# Got Muscles? This dog does



## pbeauvais (Dec 12, 2010)

Some muslce shots of my boy ACE UNJ UWPO CA UCD UAG1 UWPCHX URO3 CH The Pit House's Punisher CGC SDC-I DHT GDT ID3 ID5 IDWP3X4 IDOB1 APA-R5 SCHH-BH TDI PSA-PDC NJ-C ABWPCH STAR-1 NJ-N GPA-WP8 IDWPCH CL1-R CL1-F CL1-H SPD WPT3 NWDA-WPCH GPA-WPCH DNA-P




.photobucket.com/user/teamnofearworkingapbt/media/Punisher/IMG_7604_zpsc816a8d9.jpg.html]







[/URL]


----------



## DickyT (Jan 29, 2014)

Holy alphabet soup.....

Great looking dog ya got!


----------



## jimxxx (Dec 5, 2013)

DickyT said:


> Holy alphabet soup.....
> 
> Great looking dog ya got!


I was thinking the same wooooooooooooow :thumbsup:


----------



## ::::COACH:::: (Apr 4, 2012)

Nicely conditioned dog for sure!
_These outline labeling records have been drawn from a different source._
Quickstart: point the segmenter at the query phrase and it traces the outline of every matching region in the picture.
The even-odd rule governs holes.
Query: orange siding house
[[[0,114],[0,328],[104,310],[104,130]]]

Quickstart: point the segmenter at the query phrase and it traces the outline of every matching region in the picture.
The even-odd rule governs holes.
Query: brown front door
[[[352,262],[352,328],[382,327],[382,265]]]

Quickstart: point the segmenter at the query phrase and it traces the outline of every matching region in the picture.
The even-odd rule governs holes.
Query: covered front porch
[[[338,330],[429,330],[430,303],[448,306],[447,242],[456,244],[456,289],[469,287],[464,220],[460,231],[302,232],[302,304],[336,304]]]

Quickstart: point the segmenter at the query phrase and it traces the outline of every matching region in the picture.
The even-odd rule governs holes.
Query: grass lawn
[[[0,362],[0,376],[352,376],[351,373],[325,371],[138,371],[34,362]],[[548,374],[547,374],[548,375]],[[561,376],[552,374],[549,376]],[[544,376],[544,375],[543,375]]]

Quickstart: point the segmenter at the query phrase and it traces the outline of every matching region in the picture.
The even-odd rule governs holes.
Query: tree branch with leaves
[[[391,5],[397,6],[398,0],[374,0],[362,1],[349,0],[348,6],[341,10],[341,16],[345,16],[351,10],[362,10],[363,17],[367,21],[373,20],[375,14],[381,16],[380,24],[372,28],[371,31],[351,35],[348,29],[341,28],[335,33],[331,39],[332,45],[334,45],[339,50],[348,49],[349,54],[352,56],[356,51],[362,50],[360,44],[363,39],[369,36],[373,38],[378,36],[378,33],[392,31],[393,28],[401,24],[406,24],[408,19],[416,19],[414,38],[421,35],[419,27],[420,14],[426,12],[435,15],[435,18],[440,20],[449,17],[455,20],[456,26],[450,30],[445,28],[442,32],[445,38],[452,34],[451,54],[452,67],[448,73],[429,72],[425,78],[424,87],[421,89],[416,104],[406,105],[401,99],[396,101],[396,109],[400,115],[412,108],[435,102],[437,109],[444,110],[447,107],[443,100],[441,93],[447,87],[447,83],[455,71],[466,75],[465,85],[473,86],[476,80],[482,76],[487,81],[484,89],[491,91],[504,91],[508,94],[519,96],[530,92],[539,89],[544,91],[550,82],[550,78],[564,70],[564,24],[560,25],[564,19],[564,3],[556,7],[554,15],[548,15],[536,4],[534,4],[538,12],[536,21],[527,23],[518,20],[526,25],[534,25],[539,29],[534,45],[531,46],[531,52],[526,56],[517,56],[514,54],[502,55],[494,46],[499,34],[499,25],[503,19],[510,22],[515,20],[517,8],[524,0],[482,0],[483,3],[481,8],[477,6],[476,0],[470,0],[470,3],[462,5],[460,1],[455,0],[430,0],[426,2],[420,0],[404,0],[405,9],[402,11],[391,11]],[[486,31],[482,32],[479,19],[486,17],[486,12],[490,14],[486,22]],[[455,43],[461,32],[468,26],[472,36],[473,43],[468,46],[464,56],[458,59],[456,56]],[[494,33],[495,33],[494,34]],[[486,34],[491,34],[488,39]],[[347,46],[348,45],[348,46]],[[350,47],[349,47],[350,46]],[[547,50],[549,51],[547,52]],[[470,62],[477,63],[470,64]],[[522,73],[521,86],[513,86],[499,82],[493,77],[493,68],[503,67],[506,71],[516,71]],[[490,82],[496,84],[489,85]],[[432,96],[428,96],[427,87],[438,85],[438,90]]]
Thanks for sharing


----------



## Saint Francis (Jun 2, 2010)

Would love to see a ped.


----------



## John_B (Feb 12, 2014)

That's a great looking dog. Probably everyone knows this except for me, but what's all the initials and abbreviations?

UNJ UWPO CA UCD UAG1 UWPCHX URO3 CH The Pit House's Punisher CGC SDC-I DHT GDT ID3 ID5 IDWP3X4 IDOB1 APA-R5 SCHH-BH TDI PSA-PDC NJ-C ABWPCH STAR-1 NJ-N GPA-WP8 IDWPCH CL1-R CL1-F CL1-H SPD WPT3 NWDA-WPCH GPA-WPCH DNA-P


----------



## DickyT (Jan 29, 2014)

John_B said:


> That's a great looking dog. Probably everyone knows this except for me, but what's all the initials and abbreviations?
> 
> UNJ UWPO CA UCD UAG1 UWPCHX URO3 CH The Pit House's Punisher CGC SDC-I DHT GDT ID3 ID5 IDWP3X4 IDOB1 APA-R5 SCHH-BH TDI PSA-PDC NJ-C ABWPCH STAR-1 NJ-N GPA-WP8 IDWPCH CL1-R CL1-F CL1-H SPD WPT3 NWDA-WPCH GPA-WPCH DNA-P


UNJ - United Novice Jumper
UWPO - United Weight Pull Champion Outstanding
CA - Coursing Aptitude
UAGI - United Agility I
UWPCHX - United Weight Pull Champion Excellent
URO3 - United Rally Obedience 3
CH - Champion
CGC - Canine Good Citizen
DHT - Defense of Handler Temperament
GDT - Guard Dog Temperament
IDT3 - Irondog Triathlon
IDT5 - Irondog Pentathlon
IDWP3X4 (100 points & has earned IDWP3 Title at 4 Events)
IBOB1-IDOB3 - Irondog Obedience 1-3 Phases
SCHH-BH - Shutzhund Begleithunde
IDWPCH - IDWP3 & 100 Points (iron dog weight pull champion)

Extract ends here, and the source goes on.